Hypothesis

Microbial conversion of oral resveratrol to dihydroresveratrol (DHR) and lunularin (LUN) in the colon generates circulating metabolites that cross the blood‑brain barrier, activate neuronal SIRT1, and reset central NAD+/NADH redox balance through vagal afferent feedback, thereby driving longevity benefits independently of parent resveratrol action in the brain.

Mechanistic Rationale

Oral resveratrol is extensively metabolized by gut microbiota, yielding DHR and LUN that reach systemic concentrations far exceeding the parent compound [1]. These reduced polyphenols retain phenolic rings but possess altered hydrophilicity, enabling passive diffusion or carrier‑mediated transport across the blood‑brain barrier [4]. Once in the CNS, DHR/LUN can bind SIRT1’s allosteric site with higher affinity than resveratrol because their reduced C‑C double bond stabilizes the enzyme‑activator complex, a prediction supported by improved cellular SIRT1 activation of membrane‑permeable derivatives [4]. SIRT1 activation raises neuronal NAD+ levels by deacetylating and activating NAMPT, shifting the NAD+/NADH ratio toward oxidation [5]. An elevated neuronal NAD+ state enhances mitochondrial oxidative phosphorylation and activates downstream FOXO and PGC‑1α pathways, promoting stress resistance and neurogenesis.

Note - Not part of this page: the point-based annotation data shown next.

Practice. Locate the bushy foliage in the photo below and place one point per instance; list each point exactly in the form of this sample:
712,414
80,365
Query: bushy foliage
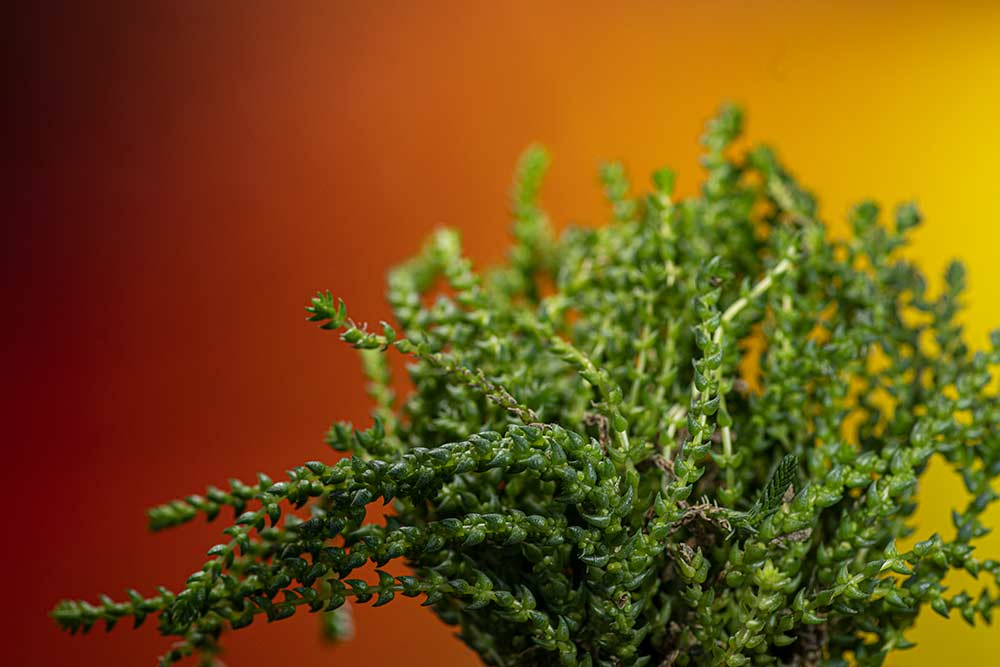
693,436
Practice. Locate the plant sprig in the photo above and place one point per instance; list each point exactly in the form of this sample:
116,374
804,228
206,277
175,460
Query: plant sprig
593,468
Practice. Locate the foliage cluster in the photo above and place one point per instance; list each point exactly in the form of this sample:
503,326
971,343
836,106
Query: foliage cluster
690,437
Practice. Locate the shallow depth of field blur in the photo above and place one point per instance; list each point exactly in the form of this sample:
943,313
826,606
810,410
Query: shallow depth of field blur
188,174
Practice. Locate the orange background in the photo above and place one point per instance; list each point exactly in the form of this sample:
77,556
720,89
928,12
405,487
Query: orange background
189,173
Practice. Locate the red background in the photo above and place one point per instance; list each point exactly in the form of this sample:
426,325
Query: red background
188,174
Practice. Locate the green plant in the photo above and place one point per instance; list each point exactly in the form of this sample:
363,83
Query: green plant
691,437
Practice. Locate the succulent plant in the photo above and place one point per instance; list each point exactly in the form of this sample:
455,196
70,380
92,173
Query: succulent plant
693,436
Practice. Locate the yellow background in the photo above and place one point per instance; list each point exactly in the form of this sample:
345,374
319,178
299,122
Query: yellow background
192,172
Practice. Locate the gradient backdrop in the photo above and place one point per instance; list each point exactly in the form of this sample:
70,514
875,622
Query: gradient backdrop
189,173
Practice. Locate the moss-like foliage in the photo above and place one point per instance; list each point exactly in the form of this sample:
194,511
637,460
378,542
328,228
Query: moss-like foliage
692,437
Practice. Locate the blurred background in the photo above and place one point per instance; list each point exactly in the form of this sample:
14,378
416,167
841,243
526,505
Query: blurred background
187,174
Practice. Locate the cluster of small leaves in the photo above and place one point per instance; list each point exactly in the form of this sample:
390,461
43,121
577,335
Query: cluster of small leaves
691,437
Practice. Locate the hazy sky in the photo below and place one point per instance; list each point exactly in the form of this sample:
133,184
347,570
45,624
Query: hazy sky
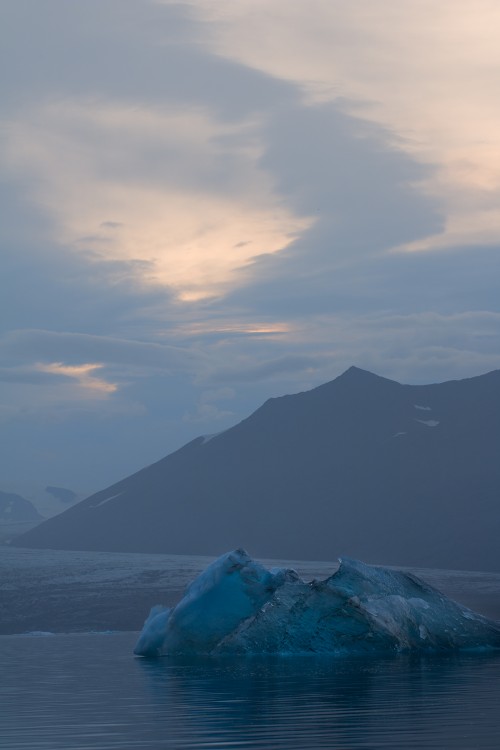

Importantly, neuronal SIRT1 activation modulates autonomic output via the hypothalamus, increasing vagal efferent tone. Heightened vagal signaling feeds back to the gut, reinforcing a microbiota composition that favors continued DHR/LUN production—a positive feedback loop. Thus, the gut‑brain axis operates bottom‑up: microbial metabolites set the brain’s redox baseline, which in turn shapes gut function through vagal pathways.

Testable Predictions

1. Colon‑targeted delivery of DHR/LUN (e.g., pH‑dependent nanoparticles) will increase brain SIRT1 activity and NAD+/NADH ratio more effectively than equivalent oral resveratrol doses, whereas intracranial injection of resveratrol will not replicate these effects.
2. Selective vagal afferent blockade (using perivagal capsaicin or chemogenetic silencing) will abolish the NAD+‑raising and SIRT1‑activating effects of colon‑targeted DHR/LUN, despite unchanged metabolite levels in plasma.
3. Fecal microbiota transplantation from resveratrol‑treated donors into germ‑deficient mice will confer elevated brain NAD+/NADH and SIRT1 activity only when the recipient’s vagal afferents are intact.
4. Mice lacking neuronal SIRT1 (Syn‑Cre SIRT1^fl/fl) will show no improvement in neurocognitive aging markers after colon‑targeted DHR/LUN treatment, confirming the metabolite‑SIRT1 axis.

Experimental Approach

• Formulate DHR and LUN into enteric‑coated PLGA nanoparticles that release in the distal colon; confirm release profile in vitro.
• Treat aged mice with (i) free resveratrol, (ii) colon‑targeted DHR/LUN nanoparticles, (iii) vehicle, for 12 weeks.
• Measure brain SIRT1 activity (fluorometric deacetylase assay), NAD+/NADH ratios (LC‑MS), and downstream markers (acetyl‑p53, PGC‑1α expression) in hippocampus and cortex.
• Simultaneously record vagal afferent firing (in vivo electrophysiology) and gut microbiota composition (16S rRNA sequencing).
• Apply chemogenetic inhibition of vagal afferents (hM4Di DREADDs) in a subset to test necessity of the neural arm.
• Perform fecal transplants from donor groups into antibiotic‑treated recipients, with or without vagal blockade, to assess transfer of the NAD+ phenotype.
• End‑point behavioral assays (Morris water maze, novel object recognition) to link molecular changes to cognitive outcomes.

Falsifiability

If colon‑targeted DHR/LUN fails to raise brain SIRT1 activity or NAD+/NADH compared with free resveratrol, or if vagal blockade does not diminish these central effects, the hypothesis is refuted. Likewise, if fecal transplants transfer the phenotype independent of vagal integrity, the bottom‑up model would be untenable.